From our data, a number of strong associations arise with riders who use alcohol. Only 1 of the 40 riders wore a helmet. Local laws require only riders younger than 18 years to wear one, and Texas has no state law. Only 21 states and the District of Columbia have state laws, all applying to minors only, although there exists a patchwork of 186 local laws, some applying to adults, in many states [14]. (The Bicycle Helmet Safety Institute publishes a yearly review of helmets meeting impact safety criteria [14], and it identified the Bell Citi model as one of the safest and best value.)

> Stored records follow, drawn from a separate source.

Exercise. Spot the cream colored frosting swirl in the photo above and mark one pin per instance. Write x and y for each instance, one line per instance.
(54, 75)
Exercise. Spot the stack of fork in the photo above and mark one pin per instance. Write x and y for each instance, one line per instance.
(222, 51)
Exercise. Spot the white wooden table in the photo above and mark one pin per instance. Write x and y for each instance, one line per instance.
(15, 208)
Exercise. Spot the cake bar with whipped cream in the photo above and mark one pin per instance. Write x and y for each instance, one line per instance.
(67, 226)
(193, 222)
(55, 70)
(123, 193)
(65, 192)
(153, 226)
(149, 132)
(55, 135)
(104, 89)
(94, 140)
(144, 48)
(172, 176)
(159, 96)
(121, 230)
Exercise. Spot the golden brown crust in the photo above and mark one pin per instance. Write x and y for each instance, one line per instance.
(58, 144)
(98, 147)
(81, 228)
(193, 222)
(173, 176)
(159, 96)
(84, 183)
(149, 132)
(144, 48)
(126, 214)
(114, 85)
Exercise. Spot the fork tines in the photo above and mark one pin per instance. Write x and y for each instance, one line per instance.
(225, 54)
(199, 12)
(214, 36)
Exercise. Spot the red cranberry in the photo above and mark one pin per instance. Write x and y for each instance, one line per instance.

Impaired riders were less experienced by self report, impervious to adverse road conditions and unlikely to have medical insurance, leaving society to bear the financial burden of their care. With rare exception, they rode in the evening or at night on city streets with speed limits less than 45 mph. Under local laws, impaired cyclists can only be arrested for public intoxication and not the more serious charge of driving while intoxicated. Our data support a call for national and/or state legislation specifically addressing cycling while intoxicated and imposing much stronger penalties for this hazardous activity. Although our data set did not find significance in relative risk of cycling without helmet (most likely due to small sample size), it did show a trend consistent with previous studies that form an over- whelming body of evidence that helmets prevent injuries and save lives, and laws should be passed to encourage cyclists to wear helmets.

Conclusion

Riders who use alcohol appear to exhibit predictable and unsafe riding patterns in this mid-sized American city, and, confirming prior reports, are much more likely to have head or brain injury, lack medical insurance, and generate increased hospital charges. Awareness of these interrelated characteristics may lead to more successful interventions.